Heutzutage sind Ferndiagnosen und -eingriffe möglich, wenn das Problem nicht mechanischer, sondern softwarebedingter Natur ist. Viele Bordsysteme, beispielsweise die Steuerung von Motor, Bremsen oder Infotainment, werden von Software gesteuert, die wie jedes andere Programm Fehler oder Fehlfunktionen aufweisen kann. In diesen Fällen können Autohersteller Updates, sogenannte OTA-Updates (Over-the-Air), versenden, wie dies bei jedem anderen elektronischen Gerät, beispielsweise einem Computer, der Fall ist . Smartphones. Tesla hat außerdem bereits fortschrittliche Fernüberwachungssysteme implementiert, die es Technikern ermöglichen, Fahrzeugdaten zu analysieren und das Problem in vielen Fällen mit einem einfachen Software-Update zu beheben.
Dabei handelt es sich um Datenpakete, die direkt an den mit dem Netzwerk verbundenen Fahrzeugcomputer übertragen werden , wodurch Programmierfehler behoben, die Leistung verbessert oder sogar neue Funktionen hinzugefügt werden können. Und das alles geschieht, ohne dass der Fahrer auch nur einen einzigen Schritt in die Werkstatt machen muss. Dies ist bei den Reparaturen am SU7 der Fall. Und das ist noch nicht alles. Dank der Implementierung künstlicher Intelligenz in Fahrzeugen entwickelt sich die vorausschauende Wartung immer schneller. Dies ist der nächste Schritt in der Fahrzeugdiagnose, der eine frühere Erkennung von Anomalien und ein rechtzeitiges Eingreifen ermöglicht. Angesichts der Menge an Daten, die vom Fahrzeug kommen und von den Computern der Autohersteller analysiert werden, ist die Zeit nicht mehr fern, in der wir im Voraus wissen , ob ein Sensor auszufallen droht, eine ADAS-Sicherheitsfunktion beeinträchtigt ist oder vielleicht sogar ein elektronisches oder mechanisches Teil . Wenn KI zudem in der Lage ist, die Wahrscheinlichkeit eines bestimmten tatsächlichen Ereignisses immer genauer zu berechnen, könnte es möglich sein, zukünftige Autoprobleme vorherzusagen. Beispielsweise kann Software eine Anomalie in einer Batteriezelle erkennen, bevor es zu einem schwerwiegenden Fehler kommt und das Auto nicht mehr funktioniert.
Während Xiaomi nach einem tragischen Vorfall gezwungen war, aus der Ferne einzugreifen, entwickeln andere Unternehmen Projekte zur Fernreparatur und -diagnose. So bietet Hella Gutmann Solutions Werkstätten beispielsweise einen Ferndiagnoseservice für Fahrzeuge von rund 70 verschiedenen Marken an. Ein Techniker in der Werkstatt verbindet ein VCI (Vehicle Communication Interface) und ein spezielles Gerät mit dem Fahrzeug und dem Internet und kann per Software verschiedene Eingriffe vornehmen. Und der Weg für Elektroautos wird zunehmend „ softwarezentriert“, das heißt, ihre Leistung, Funktionalität und sogar Batterielebensdauer hängen stark von der Software und den elektronischen Steuergeräten ab.

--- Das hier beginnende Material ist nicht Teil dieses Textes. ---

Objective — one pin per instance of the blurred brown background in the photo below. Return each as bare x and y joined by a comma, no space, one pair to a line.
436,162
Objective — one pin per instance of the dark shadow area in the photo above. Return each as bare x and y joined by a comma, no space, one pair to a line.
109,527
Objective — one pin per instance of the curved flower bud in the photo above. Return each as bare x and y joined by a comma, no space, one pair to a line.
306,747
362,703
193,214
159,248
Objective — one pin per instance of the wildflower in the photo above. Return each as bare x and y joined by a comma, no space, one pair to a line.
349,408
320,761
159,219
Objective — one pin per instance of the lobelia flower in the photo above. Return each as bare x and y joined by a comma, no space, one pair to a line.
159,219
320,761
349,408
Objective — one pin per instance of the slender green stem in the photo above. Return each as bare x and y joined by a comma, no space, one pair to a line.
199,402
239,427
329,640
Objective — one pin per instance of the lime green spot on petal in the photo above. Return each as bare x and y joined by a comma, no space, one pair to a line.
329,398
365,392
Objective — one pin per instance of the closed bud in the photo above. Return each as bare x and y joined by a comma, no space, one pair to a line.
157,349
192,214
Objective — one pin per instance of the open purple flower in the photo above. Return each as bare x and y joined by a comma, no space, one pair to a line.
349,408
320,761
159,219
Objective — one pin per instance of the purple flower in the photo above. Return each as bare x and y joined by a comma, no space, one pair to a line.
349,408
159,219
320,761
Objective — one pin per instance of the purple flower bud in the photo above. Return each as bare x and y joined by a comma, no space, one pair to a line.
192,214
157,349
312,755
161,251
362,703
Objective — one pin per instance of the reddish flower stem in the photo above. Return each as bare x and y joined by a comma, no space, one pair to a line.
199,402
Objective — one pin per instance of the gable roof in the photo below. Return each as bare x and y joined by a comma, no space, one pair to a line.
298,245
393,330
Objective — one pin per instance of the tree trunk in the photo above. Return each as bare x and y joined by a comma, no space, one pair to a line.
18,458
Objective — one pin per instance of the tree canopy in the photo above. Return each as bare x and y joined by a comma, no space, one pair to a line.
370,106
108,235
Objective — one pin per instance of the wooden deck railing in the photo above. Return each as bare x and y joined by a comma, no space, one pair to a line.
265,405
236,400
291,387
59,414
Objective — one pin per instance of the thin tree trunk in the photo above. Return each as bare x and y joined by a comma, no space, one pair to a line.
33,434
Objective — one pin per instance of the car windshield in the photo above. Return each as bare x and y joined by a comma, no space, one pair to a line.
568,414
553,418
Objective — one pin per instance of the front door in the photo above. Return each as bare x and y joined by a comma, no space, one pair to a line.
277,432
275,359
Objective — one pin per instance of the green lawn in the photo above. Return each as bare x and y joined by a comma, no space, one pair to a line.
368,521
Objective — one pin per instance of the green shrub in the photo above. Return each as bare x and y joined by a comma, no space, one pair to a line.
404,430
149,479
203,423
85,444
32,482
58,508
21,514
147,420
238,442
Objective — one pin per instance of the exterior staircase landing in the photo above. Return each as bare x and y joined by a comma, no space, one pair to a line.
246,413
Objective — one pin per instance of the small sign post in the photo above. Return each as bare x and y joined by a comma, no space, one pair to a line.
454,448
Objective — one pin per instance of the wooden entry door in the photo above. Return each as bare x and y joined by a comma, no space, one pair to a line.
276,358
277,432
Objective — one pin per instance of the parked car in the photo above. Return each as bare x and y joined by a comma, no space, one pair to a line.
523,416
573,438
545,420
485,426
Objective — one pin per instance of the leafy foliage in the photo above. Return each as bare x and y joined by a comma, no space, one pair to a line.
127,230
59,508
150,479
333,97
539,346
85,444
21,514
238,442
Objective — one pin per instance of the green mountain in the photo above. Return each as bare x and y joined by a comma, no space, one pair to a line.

Dies bedeutet, dass bei vielen Problemen, die bei einem herkömmlichen Auto einen mechanischen Eingriff erfordern würden, bei einem Elektroauto die Ferndiagnose und -intervention das ideale Werkzeug zum Lesen von Fehlercodes, Analysieren von Sensordaten und Identifizieren der Ursache des Problems ist.